CLS is usually a good way to detect coding issues which could be resolved to improve usability on your site. These may be tiny details that could slip through during development and may seem “irrelevant”, but they definitely count! What is the point in building an app that lacks usability? Knowing about CLS and its importance highlighted user experience as an important skill to have as it makes us better developers.

Admin side

7. Scrummy Scrum

Agile methodologies have become the default way of working in the software development field, so to nobody’s surprise we used the Scrum method in our project. We learnt about this style at school, but only working on a long-term project unveils the true power of Scrum.

Thanks to the regular feedback sessions in retrospective meetings, with every iteration there were less conflicts or misunderstandings, with every sprint we worked better and more efficiently. For every ticket in the backlog we assigned points to estimate the time and effort needed to complete the task, which helped us understand deeper the goals, expectations and each other’s views.

We also made mistakes like not deploying every sprint – it came back to bite us in the last few weeks of the project as we ended up with several issues accumulated in production. Debugging and understanding which error is caused by which part of the code failing was unnecessarily complicated, so lesson learnt!

8. Teal is the new black

There’s so much more in the management philosophies landscape than the traditional, hierarchical way of big bosses, small bosses and the workers. Druid is slowly but steadily undergoing a Teal transformation, aiming at a flatter management structure.

Many tasks at the company are being taken care of by swarms – a group of people interested in the issue or topic around which the swarm was formed. The doers declare their readiness to put time and effort into the subject, the helpers can offer a little less time, and the followers are interested in the works, but for one reason or another can’t promise much help.
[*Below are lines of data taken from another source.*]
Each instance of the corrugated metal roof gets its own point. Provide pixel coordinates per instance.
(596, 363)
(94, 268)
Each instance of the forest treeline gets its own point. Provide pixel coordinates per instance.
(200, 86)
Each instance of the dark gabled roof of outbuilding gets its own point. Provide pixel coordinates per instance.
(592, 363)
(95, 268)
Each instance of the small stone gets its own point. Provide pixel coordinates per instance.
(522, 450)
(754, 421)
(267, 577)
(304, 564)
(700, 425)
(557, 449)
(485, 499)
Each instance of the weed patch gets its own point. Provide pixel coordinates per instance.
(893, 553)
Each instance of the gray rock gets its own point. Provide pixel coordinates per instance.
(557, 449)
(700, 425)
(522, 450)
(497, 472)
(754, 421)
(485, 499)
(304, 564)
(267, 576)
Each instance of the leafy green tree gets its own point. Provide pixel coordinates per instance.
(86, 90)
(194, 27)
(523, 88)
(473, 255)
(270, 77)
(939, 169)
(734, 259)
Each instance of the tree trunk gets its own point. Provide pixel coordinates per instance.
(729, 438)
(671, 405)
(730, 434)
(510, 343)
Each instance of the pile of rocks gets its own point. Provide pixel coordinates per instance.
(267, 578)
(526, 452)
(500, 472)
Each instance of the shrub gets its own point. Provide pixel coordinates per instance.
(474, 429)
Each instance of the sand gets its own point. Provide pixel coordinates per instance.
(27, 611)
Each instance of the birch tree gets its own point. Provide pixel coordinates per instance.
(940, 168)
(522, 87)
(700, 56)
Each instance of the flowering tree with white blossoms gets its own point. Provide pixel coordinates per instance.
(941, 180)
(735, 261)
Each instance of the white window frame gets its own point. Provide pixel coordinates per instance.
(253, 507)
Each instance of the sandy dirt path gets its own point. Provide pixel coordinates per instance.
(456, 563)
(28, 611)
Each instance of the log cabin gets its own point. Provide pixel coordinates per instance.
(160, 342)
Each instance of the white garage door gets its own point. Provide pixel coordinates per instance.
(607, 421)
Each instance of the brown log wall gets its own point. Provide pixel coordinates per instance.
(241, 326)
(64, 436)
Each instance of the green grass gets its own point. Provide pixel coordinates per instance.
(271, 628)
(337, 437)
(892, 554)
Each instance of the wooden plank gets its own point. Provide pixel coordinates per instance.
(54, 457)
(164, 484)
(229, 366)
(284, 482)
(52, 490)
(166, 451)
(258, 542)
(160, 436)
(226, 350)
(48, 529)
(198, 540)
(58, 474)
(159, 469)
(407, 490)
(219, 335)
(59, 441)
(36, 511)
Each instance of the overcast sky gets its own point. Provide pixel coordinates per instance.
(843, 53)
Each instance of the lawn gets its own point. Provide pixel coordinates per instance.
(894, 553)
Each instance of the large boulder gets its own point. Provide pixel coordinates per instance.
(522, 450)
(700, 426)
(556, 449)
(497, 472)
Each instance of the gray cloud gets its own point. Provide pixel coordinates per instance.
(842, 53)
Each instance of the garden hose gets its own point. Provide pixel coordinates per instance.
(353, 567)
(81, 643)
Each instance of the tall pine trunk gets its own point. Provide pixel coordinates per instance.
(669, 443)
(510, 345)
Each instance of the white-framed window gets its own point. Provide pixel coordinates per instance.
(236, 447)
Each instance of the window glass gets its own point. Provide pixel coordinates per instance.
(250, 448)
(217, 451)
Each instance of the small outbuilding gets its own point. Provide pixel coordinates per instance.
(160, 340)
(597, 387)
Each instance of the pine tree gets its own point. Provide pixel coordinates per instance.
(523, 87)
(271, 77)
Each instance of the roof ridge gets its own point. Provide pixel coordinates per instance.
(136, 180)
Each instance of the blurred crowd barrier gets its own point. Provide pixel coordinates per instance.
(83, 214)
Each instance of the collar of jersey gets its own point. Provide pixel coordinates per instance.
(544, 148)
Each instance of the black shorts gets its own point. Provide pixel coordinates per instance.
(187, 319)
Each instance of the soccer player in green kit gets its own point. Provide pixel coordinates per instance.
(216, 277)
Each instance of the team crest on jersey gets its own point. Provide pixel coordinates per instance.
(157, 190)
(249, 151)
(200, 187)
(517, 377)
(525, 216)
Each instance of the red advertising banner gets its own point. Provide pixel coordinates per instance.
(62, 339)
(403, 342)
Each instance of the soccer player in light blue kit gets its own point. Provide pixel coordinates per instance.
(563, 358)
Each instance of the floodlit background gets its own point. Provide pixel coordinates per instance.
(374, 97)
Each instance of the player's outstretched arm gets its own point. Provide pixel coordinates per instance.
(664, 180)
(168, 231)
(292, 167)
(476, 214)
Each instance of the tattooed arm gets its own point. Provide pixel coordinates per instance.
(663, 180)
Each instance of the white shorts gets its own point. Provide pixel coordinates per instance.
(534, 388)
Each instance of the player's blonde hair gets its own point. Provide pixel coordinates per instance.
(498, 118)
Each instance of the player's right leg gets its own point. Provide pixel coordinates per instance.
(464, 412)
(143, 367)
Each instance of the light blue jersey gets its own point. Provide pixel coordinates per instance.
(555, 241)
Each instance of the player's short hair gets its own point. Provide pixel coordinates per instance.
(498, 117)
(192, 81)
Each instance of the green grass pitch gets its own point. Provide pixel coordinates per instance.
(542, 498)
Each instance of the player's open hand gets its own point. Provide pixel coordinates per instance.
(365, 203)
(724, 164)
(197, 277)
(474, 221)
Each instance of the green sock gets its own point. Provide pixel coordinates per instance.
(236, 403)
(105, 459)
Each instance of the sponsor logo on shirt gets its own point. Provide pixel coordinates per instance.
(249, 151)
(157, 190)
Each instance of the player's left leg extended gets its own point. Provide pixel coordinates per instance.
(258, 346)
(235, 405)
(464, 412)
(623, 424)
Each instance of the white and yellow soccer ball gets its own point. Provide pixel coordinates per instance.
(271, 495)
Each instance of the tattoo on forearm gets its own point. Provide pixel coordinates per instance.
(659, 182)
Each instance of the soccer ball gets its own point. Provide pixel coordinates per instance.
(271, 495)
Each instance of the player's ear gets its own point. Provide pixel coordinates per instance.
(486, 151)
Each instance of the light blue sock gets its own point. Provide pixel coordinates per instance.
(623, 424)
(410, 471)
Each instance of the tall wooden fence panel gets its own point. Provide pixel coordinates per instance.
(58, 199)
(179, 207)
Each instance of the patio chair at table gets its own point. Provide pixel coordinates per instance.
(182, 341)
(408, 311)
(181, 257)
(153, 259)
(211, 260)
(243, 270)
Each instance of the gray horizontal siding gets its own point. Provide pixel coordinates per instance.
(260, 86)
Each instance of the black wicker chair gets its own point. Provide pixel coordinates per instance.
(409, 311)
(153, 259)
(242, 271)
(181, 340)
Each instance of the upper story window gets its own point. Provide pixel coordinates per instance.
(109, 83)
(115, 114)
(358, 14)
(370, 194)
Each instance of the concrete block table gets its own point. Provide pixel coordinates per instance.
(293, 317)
In our time at Druid we had a chance to observe among other things the work of the salary week swarm who took care of designing and executing salary negotiations. The best thing about swarms is they can be formed as issues or tasks arise, and torn down when they solve what they were born to do or when they become inactive and die out.

Another part of the Teal way that we found interesting is the advice process helping in decision making. When there is a decision to be made, one person volunteers to be the decision maker and asks for advice, especially from people directly affected by the decision and from experts on the topic. Others can then give advice (not their opinion, but strictly advice), but the final choice of course of action is made by the decision-maker – that also includes full responsibility for the outcome.